Beberapa
waktu lalu pada ulasan Competitor Intelligence, Part I Kita dapat menemukan adanya sebuah benang
merah bahwa hampir semua sektor industri melakukan aktifitas pengumpulan
informasi demi kelangsungan hidup industri itu sendiri. Rasanya tidak
berlebihan bila dapat dikatakan dalam
denyut nadi sebuah perusahaan, disadari atau tidak, melakukan aktifitas
“spionase / intelijen”.
Sebelum Kita
masuk dalam pokok bahasan utama tentang salah satu aktifitas seseorang yang
bekerja di dunia marketing product etichal (obat-obatan /farmasi) yaitu Survey
Apotek, kiranya Kita terlebih dahulu memahami tentang intelijen secara garis
besar. Ulasan berikut ini disarikan dari berbagai sumber terkait dunia spionase
/ intelijen.
“…..Intelijen bukanlah sosok yang menyeramkan dan misterius. Sesuai
dengan makna dasarnya “intelligent” adalah kecerdasan’. Seorang intelijen seharusnya adalah sosok yang cerdas dalam
menjalankan tugasnya. Kecerdasan ini sangat diperlukan karena bidang tugas
intelijen akan lebih banyak bertumpu pada analisis beragam informasi untuk
memperoleh prediksi yang cepat dan akurat yang selanjutnya menjadi input
penting pengambilan kebijakan ataupun dukungan kebijakan….”

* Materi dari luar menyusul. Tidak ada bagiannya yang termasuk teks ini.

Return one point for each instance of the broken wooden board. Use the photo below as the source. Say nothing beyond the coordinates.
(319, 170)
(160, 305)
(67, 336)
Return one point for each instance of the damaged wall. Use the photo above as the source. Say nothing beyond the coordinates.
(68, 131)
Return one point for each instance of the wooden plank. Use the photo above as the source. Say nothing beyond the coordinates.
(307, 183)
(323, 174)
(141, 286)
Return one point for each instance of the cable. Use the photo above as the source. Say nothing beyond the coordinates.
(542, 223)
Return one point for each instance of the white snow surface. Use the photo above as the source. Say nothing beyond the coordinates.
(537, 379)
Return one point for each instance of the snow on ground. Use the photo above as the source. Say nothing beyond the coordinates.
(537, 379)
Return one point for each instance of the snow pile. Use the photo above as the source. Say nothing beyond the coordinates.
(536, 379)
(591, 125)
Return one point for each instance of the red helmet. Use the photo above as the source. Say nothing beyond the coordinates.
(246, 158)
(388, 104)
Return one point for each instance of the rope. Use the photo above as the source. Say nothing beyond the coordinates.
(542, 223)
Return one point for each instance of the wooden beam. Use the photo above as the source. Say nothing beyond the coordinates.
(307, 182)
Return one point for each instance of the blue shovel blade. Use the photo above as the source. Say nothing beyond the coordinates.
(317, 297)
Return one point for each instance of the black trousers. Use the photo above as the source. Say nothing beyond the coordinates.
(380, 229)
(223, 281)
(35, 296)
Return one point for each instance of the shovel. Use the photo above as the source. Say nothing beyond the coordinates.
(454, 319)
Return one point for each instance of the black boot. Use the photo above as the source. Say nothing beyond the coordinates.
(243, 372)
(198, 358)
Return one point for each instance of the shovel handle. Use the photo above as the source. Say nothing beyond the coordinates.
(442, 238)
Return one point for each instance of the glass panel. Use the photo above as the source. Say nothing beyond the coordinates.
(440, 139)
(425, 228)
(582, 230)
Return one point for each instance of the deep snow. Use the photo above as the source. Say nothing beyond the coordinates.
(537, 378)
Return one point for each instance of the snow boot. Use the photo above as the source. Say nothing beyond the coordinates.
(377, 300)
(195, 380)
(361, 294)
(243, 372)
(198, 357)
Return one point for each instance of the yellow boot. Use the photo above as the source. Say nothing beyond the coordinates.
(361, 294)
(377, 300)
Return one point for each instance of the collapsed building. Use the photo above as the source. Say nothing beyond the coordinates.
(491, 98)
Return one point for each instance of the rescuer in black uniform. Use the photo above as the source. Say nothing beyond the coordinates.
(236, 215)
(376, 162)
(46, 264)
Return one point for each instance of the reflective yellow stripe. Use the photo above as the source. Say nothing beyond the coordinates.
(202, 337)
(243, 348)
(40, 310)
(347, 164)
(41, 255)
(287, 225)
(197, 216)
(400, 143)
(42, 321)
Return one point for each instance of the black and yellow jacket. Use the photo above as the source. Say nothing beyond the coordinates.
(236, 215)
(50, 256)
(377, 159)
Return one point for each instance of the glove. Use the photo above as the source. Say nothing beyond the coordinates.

Demikian diungkapkan oleh Bpk. As’ad Said Ali dengan judul Jendela Baru Dunia
Intelijen Perlunya Pendekatan Ilmiah Dalam Memprediksi Ancaman Nasional, dalam Orasi
Ilmiah Wakil Kepala BIN pada acara Wisuda Mahasiswa STIN Tahun 2009.
Smart
intelligence menjadi pilihan paradigma dalam menghadapi ancaman yang semakin
kompleks. Pada konteks kekinian, human intelligence masih menjadi yang utama
dalam aktivitas intelijen. Memang dengan perkembangan teknologi, human
intelligence harus dipadukan dengan
intelligence technics (baca : intelligence devices), sehingga pada aras early
detection, early warning maupun forecasting menjadi optimal dalam rangka menjalankan
tugasnya.
Salah seorang
yang patut diduga menjadi “Master Spy” di Indonesia yang dalam sebuah blog
memperkenalkan diri dengan nama “Senopati Wirang” menyebutkan ada 4 Prinsip
Dasar seorang intel / agen. Prinsip-prinsip tersebut adalah sebagai berikut :
Pertama, berani tidak dikenal
Seorang intel sejati tidak akan pernah menampilkan jati dirinya yang
sebenarnya kepada siapapun termasuk keluarganya. Mungkin diantara Kita ada yang
pernah melihat sebuah film yang berjudul True
Lies, dalam film tersebut dikisahkan bahwa seorang agen NSA dimana sang
istri dan anaknya tidak mengetahui pekerjaan sebenarnya dari sang kepala rumah
tangga.
Terkait dalam dunia industri, Kita mungkin pernah mendengar atau membaca
bagaimana Jepang “mencuri” ilmu dan teknologi dari negara-negara Barat untuk
mengejar ketertinggalannya dalam ilmu dan teknologi pasca Perang Dunia II.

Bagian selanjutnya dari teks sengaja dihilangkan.